Data Dependency
Data dependency occurs when a computation depends on the results of a previous computation. When data dependency is present in an algorithm or computation, the program must execute the operations in the intended order to arrive at the correct result. Any reasonably complex algorithm will involve some degree of data dependency.
In serial programming, the program will execute statements sequentially and in the same order they appear in the code. Thus, managing data dependency in a serial program is a matter of writing the code statements in the correct order. In parallel programming, where some portions of the code are executed simultaneously, managing data dependency is more complicated.

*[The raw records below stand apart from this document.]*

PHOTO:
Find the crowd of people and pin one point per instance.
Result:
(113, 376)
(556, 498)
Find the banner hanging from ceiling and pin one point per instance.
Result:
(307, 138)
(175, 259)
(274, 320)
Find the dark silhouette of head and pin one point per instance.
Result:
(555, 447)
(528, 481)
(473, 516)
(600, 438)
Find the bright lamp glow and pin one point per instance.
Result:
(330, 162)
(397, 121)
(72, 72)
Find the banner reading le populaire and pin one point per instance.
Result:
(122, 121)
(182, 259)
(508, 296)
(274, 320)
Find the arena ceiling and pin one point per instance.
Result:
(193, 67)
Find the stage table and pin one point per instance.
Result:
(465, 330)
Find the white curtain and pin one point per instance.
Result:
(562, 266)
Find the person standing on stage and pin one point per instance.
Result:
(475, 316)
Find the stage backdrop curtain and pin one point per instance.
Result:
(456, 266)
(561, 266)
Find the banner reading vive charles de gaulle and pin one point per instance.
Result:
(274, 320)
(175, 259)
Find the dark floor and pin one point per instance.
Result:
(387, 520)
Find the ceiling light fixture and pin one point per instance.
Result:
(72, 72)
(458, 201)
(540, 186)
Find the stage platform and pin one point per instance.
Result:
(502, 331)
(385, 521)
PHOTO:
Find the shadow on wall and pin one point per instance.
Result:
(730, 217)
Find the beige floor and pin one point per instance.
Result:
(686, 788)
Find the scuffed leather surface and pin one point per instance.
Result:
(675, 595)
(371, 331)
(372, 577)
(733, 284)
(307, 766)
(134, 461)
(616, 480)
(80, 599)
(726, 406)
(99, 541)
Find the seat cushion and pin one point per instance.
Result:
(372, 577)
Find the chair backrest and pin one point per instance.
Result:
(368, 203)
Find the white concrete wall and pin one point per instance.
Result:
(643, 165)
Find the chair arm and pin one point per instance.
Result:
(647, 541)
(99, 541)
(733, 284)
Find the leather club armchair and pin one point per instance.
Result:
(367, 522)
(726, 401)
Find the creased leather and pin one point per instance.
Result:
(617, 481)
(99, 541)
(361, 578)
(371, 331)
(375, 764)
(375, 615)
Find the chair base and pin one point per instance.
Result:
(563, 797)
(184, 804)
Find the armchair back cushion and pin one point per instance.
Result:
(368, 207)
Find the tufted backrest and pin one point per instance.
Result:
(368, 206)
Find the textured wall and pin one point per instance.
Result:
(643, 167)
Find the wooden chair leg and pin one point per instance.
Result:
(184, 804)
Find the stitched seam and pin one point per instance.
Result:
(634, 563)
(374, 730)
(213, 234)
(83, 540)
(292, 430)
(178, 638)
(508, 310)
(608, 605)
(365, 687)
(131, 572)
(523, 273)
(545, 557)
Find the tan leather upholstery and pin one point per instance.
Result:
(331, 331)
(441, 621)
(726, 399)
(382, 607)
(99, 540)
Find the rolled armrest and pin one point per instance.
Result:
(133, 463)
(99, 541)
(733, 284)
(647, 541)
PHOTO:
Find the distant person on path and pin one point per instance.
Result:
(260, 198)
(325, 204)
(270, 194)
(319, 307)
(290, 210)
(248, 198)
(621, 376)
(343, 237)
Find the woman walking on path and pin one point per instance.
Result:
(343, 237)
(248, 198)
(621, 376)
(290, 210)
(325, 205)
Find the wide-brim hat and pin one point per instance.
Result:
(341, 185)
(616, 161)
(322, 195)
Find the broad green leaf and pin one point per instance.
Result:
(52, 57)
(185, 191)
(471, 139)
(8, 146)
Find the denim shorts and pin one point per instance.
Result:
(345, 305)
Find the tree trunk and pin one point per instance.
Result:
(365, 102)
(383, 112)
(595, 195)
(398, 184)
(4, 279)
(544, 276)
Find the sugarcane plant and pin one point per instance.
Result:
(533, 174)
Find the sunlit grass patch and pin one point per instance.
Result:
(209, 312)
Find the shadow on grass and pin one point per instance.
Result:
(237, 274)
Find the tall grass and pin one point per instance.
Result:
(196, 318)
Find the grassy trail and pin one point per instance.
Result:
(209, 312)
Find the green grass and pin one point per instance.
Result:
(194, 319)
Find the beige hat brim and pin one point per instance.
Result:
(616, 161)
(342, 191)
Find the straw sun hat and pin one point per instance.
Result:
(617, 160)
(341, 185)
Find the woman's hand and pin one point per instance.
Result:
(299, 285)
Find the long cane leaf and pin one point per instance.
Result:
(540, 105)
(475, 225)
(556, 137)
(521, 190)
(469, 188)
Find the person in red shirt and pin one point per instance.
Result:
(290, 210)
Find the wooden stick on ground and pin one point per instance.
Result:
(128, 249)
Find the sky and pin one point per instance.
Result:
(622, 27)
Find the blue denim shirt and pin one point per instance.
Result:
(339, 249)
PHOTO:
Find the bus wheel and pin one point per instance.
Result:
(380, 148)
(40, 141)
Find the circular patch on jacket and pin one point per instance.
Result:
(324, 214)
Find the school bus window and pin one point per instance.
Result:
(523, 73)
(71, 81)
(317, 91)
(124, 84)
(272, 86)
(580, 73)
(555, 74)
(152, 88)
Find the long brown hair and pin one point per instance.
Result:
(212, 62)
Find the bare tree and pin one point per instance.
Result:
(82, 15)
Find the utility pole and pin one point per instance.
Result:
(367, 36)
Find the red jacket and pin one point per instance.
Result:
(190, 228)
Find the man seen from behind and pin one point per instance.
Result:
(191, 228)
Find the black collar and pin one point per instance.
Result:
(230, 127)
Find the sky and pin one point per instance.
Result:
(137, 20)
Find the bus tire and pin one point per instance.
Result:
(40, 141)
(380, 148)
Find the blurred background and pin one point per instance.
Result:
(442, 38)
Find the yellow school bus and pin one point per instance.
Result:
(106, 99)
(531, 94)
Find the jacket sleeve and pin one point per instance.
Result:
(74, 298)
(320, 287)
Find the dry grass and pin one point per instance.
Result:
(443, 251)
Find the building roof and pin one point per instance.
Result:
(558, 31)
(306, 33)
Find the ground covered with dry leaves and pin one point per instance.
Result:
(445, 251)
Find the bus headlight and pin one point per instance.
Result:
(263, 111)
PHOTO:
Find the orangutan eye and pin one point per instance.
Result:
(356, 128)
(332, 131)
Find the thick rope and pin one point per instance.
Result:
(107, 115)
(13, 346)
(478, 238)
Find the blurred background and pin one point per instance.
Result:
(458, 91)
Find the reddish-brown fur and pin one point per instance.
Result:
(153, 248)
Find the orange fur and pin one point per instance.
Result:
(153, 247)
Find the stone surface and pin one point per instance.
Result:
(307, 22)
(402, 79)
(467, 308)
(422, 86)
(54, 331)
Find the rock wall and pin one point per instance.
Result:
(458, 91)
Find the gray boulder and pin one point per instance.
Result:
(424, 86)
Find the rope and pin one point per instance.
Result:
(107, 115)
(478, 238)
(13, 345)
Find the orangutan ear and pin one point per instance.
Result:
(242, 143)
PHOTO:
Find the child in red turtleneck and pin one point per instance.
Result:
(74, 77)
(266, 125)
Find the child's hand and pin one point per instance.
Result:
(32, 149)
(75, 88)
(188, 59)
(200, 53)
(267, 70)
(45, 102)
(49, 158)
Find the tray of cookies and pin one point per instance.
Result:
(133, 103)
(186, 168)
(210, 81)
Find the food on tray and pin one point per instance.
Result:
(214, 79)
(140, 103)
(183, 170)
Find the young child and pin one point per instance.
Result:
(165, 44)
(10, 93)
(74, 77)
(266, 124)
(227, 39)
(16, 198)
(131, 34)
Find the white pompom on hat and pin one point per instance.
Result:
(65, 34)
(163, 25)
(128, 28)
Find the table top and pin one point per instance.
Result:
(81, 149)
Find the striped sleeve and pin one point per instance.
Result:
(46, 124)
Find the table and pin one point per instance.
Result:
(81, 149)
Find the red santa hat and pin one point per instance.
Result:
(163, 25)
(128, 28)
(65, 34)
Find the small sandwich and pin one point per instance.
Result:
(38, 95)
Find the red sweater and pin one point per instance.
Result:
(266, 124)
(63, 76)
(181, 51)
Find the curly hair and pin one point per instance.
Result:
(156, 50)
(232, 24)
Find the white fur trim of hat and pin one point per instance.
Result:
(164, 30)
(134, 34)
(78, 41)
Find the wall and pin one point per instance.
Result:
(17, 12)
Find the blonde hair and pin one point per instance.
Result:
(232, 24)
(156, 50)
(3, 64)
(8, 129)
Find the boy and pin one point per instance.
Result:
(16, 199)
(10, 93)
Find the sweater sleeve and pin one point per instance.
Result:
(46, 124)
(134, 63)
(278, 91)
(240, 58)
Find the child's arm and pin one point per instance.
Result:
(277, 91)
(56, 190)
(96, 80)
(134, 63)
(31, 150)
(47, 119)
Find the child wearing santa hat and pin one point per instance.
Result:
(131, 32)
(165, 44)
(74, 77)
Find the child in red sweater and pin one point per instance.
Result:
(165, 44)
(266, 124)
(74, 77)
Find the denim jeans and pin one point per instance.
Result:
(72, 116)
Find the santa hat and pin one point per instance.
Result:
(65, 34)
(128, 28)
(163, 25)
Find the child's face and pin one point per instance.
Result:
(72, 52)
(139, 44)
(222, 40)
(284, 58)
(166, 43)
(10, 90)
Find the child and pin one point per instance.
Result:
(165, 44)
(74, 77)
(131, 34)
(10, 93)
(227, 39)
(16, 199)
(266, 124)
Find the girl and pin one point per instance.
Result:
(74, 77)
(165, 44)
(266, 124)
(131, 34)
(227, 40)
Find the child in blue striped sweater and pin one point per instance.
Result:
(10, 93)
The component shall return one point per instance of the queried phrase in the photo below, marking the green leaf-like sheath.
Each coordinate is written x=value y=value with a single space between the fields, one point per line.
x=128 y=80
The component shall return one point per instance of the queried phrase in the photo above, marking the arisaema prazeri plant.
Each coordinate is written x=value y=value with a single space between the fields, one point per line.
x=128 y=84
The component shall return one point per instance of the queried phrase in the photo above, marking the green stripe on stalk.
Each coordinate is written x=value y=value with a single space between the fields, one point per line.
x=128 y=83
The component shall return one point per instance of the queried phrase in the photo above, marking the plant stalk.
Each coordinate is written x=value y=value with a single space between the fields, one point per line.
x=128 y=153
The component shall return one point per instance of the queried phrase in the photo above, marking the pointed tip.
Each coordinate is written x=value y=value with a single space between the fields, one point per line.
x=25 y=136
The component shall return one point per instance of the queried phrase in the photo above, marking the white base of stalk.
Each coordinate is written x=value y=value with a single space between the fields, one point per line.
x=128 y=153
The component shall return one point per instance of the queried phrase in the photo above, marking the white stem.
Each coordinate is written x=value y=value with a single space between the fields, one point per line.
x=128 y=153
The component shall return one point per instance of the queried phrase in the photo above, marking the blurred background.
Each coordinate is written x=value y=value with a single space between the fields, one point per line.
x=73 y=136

Recognizing which parts of your code involve data dependency is the first step to ensure correct parallel computation. The first two examples below show simple computations with no data dependency. These are followed by two examples with significant data dependency, showing how the algorithm you choose may reduce the data dependency in your program.
Example 1: No dependency
Consider a program that takes an input array and applies a unary function to each element to compute an output array. In this case, each element of the result can be computed independently, so the program is highly amenable to parallelization.
Example 2: No dependency
Suppose a program accepts two input arrays, A and B, and computes an output array by combining corresponding elements of A and B. In this case, the program is still easy to parallelize because the inputs and outputs are all independent from each other; that is, no operation depends on the outcome of a previous operation.
Example 3: High dependency
The choice of algorithm impacts data dependency. Consider a program that computes the sum of an input array. In one implementation, the program starts with the first element and accumulates the sum element-by-element to arrive at a final result. This algorithm produces a pattern of data dependency that is resistant to parallelization.
Example 4: Reduced dependency
An alternative algorithm to compute an array sum might add consecutive pairs of elements to produce a new array that is about half the original input size, then repeat the process of combining pairs of elements until the output array reduces to a single element. In contrast to the first array summation algorithm, this alternative algorithm can take advantage of parallel tasks — at each stage of the reduction, each pairwise summation can be performed by a separate task. You can see this in the dependency graph below: it has the same number of pairwise summations as the first graph, but the pairs are rearranged so that more of the sums can be done in parallel.